Being a Canadian is so much more than living in Canada, it’s an identity that encompasses one of the top 20 most diverse populations in the world.
That is a great source of pride for me; my heart swelled when 25,000 Syrian refugees were welcomed here, and when I see our diverse communities uniting values side by side, I am never more proud.
This year, as Canada celebrates our 150th year of Confederation, I can’t help but feel bittersweet about the festivities. Our rich history is not without blemishes, and on this 150th year those blemishes need to come out into the light; we need to understand what happened and stand in solidarity with the Indigenous people who have inhabited this land for far more than our confederated 150 years.
I deeply empathize with all that our founding fathers have inflicted on the Indigenous people of Canada. In an effort to bring these travesties to light, the Truth and Reconciliation Commission was created to somehow find a way to begin a process of healing for those affected by the government’s Indian Residential School system, and through open and honest recognition of the experience to pave a way to reconciliation as a united country.
Indigenous people are still horrifically and systematically pushed down the ladder, and our government is moving far too slowly to help the families and populations living on the reserves and in remote communities, where hunger, boil-water advisories, addiction and suicide are not a rare occurrence. I recognize that steps are being taken, but I am not sure if the Indigenous communities are being heard as loudly as they should be. They are shouting it from the rooftops, but their cries fall on bureaucratic ears that are too far removed from the issues to understand the urgency of those cries. Go to the communities, talk to them, live among them–see first-hand how they are suffering; give them the money that you have already ear-marked for them so that they themselves can decide how it is best used in their own communities.
I love being Canadian; I feel forever humbled by our landscapes and forever grateful to have been born here. I embrace our stereotypes, our traditions, and our devotion to a cup called Stanley. Part of being Canadian is embracing the heritage of the people who were here long before us, and making it part of our shared legacy; a distinct and recognizable part of the Canadian culture and identity.
We need to welcome Indigenous people to their rightful place at the table. The Indigenous people must be welcomed with open arms and minds, and respected for their experience and suffering; they have as much right to any space as anyone does, if not more. This is not to say that there is no reason for celebration, this country has much to celebrate–our diversity, and freedom, and our commitment to keeping our true north strong and free, but our north is only as strong as we will be as one united country. We are ALL Canada.

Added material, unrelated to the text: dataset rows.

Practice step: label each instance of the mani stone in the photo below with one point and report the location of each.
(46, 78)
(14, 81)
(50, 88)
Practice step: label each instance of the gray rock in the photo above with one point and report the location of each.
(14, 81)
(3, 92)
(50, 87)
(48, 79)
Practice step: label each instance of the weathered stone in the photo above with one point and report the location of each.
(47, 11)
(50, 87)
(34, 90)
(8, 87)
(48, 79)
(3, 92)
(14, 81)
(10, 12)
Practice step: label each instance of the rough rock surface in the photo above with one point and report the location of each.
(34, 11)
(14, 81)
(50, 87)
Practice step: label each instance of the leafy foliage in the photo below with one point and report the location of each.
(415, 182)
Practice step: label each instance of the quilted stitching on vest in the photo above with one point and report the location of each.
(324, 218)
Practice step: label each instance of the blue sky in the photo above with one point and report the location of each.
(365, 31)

So as we celebrate this year, let’s do so with ALL of our brothers and sisters in this country, in whatever way suits each of us–in celebration, in protest, in love, and solidarity, and vow to work towards truly equal and united country we can all feel proud to call home.
Happy 150th Anniversary, confederated Canada.
Kanata, I wonder what your age really is.
* Just as an aside, Canadians are also known for our fierce apologetic and polite nature, but not if this crow has any say in it.